The BHP Group Ltd (ASX: BHP) share price is having a very poor start to the week.
In morning trade, the mining giant's shares have dropped 6% to $45.52.
This appears to have been driven by weakness across a range of commodity prices following weak data out of China.
Is the BHP share price weakness a buying opportunity?
One leading broker that is likely to see the weakness in the BHP share price as a buying opportunity is Morgans.
Late last week the broker retained its add rating and lifted its price target on the Big Australian's shares to $54.30.
Based on the current BHP share price, this implies potential upside of 19% for investors. And that's before the big dividends the broker is forecasting in the coming years.
For example, in FY 2022 and FY 2023, Morgans has pencilled in yields of 8.5% and 6.5%, respectively.
What did the broker say?
While Morgans wasn't overly impressed with BHP's quarterly update, it saw enough to remain bullish.

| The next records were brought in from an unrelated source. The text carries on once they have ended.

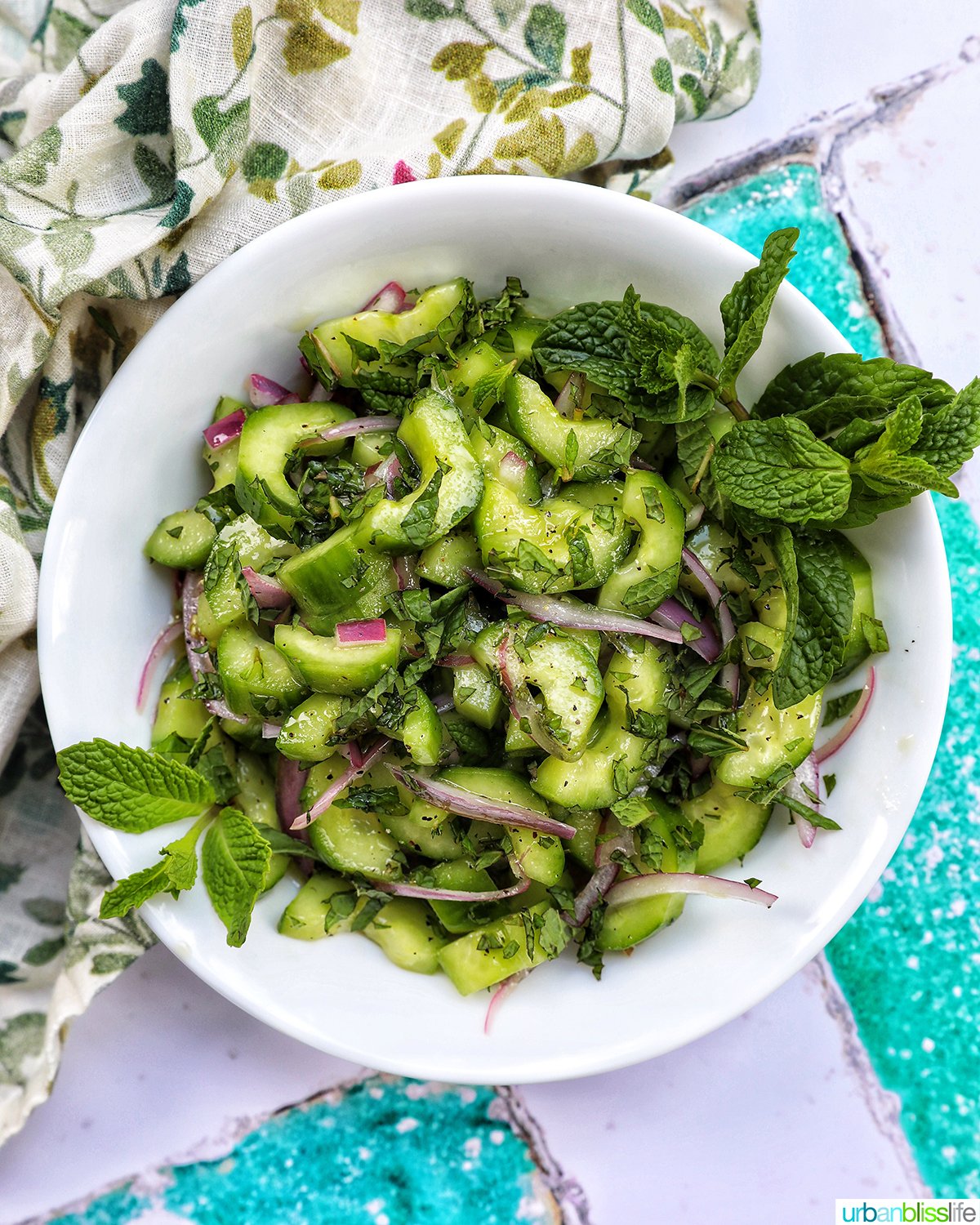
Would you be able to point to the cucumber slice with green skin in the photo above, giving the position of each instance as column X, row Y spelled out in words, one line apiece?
column 357, row 842
column 607, row 771
column 560, row 666
column 181, row 541
column 327, row 580
column 652, row 570
column 448, row 560
column 372, row 448
column 629, row 923
column 637, row 683
column 434, row 434
column 490, row 446
column 473, row 362
column 514, row 340
column 733, row 825
column 256, row 798
column 713, row 548
column 328, row 666
column 435, row 308
column 458, row 916
column 223, row 461
column 477, row 696
column 539, row 857
column 408, row 933
column 857, row 565
column 309, row 732
column 776, row 737
column 425, row 831
column 478, row 960
column 587, row 450
column 269, row 439
column 306, row 916
column 178, row 715
column 247, row 543
column 256, row 679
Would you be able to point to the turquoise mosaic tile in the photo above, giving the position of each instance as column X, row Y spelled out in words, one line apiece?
column 382, row 1152
column 791, row 195
column 909, row 960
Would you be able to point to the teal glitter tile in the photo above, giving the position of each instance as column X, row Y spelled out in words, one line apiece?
column 382, row 1152
column 791, row 195
column 909, row 960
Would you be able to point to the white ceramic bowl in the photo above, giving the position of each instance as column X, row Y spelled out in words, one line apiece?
column 100, row 607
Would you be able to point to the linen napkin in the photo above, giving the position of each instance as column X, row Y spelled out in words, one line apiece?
column 145, row 141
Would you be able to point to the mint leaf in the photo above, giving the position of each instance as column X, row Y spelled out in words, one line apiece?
column 848, row 379
column 176, row 871
column 820, row 607
column 234, row 860
column 779, row 470
column 745, row 309
column 951, row 434
column 130, row 789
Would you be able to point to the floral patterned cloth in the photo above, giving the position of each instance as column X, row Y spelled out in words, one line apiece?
column 142, row 142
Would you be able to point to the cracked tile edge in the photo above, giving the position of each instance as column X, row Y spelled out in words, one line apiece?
column 568, row 1193
column 884, row 1107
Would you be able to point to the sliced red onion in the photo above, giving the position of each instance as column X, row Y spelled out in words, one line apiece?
column 266, row 391
column 806, row 778
column 604, row 877
column 637, row 887
column 572, row 615
column 406, row 889
column 568, row 402
column 499, row 996
column 225, row 430
column 269, row 595
column 468, row 804
column 671, row 614
column 404, row 571
column 355, row 634
column 359, row 425
column 341, row 783
column 853, row 722
column 291, row 778
column 162, row 644
column 390, row 298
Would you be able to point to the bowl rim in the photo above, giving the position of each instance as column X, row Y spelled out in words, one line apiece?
column 365, row 207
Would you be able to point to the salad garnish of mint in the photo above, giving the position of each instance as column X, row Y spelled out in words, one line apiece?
column 507, row 632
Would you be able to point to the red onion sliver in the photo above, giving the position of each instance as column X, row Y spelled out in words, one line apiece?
column 269, row 595
column 673, row 615
column 341, row 783
column 499, row 996
column 358, row 634
column 840, row 737
column 406, row 889
column 225, row 430
column 390, row 298
column 468, row 804
column 359, row 425
column 572, row 615
column 686, row 882
column 266, row 391
column 164, row 639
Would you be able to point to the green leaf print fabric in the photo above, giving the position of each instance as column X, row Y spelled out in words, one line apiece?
column 142, row 142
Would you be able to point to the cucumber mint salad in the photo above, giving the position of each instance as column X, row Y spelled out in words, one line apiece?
column 505, row 632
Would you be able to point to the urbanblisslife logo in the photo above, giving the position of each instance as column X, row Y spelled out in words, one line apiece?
column 908, row 1212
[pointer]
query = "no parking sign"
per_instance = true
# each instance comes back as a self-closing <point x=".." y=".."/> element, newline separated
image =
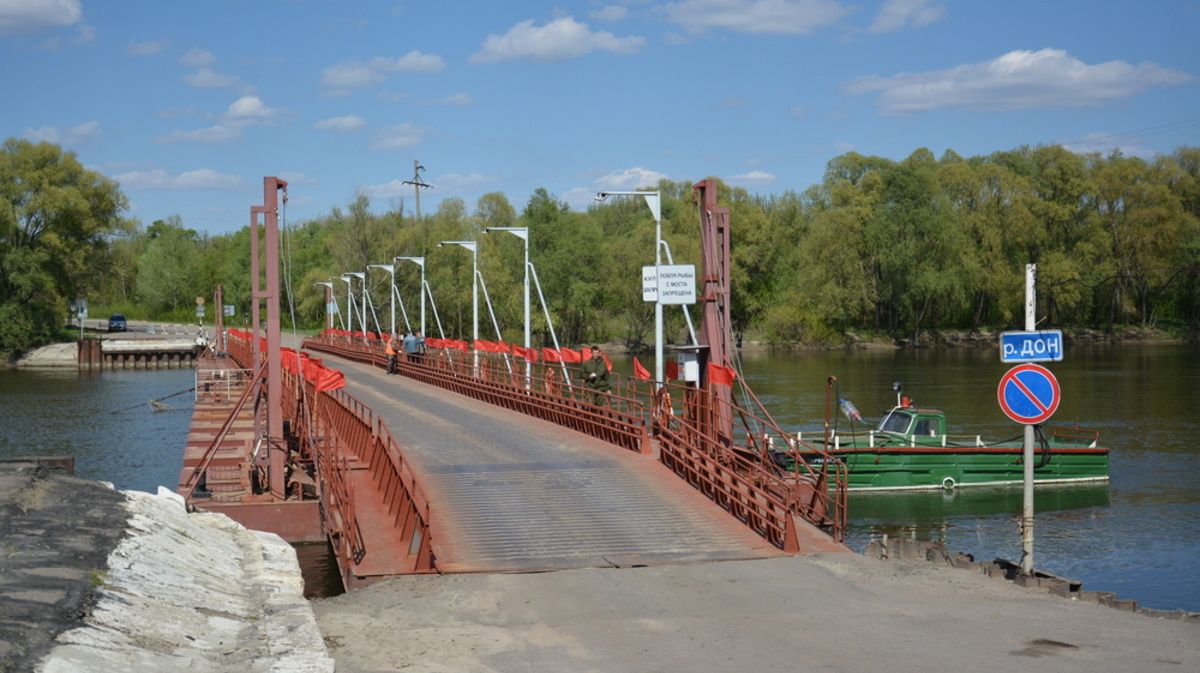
<point x="1029" y="394"/>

The broker said: "Nearly two years into the pandemic, but this was undoubtedly the worst COVID quarter for BHP. WAIO and Nickel West were impacted by WA's first COVID wave, while the already struggling Escondida workforce was hit by Omicron. While not immune to COVID and inflationary pressures, BHP's position as the lowest cost iron ore miner positions its flagship WAIO business to sustain its earnings strength (also helped by the lack of development activity in the Pilbara)."
"We have updated our forecasts for guidance changes and the 3Q22 result, and rolled our model forward. We have also lifted the lump proportion in sales and slightly trimmed inflation assumptions on WAIO unit costs to keep within guidance."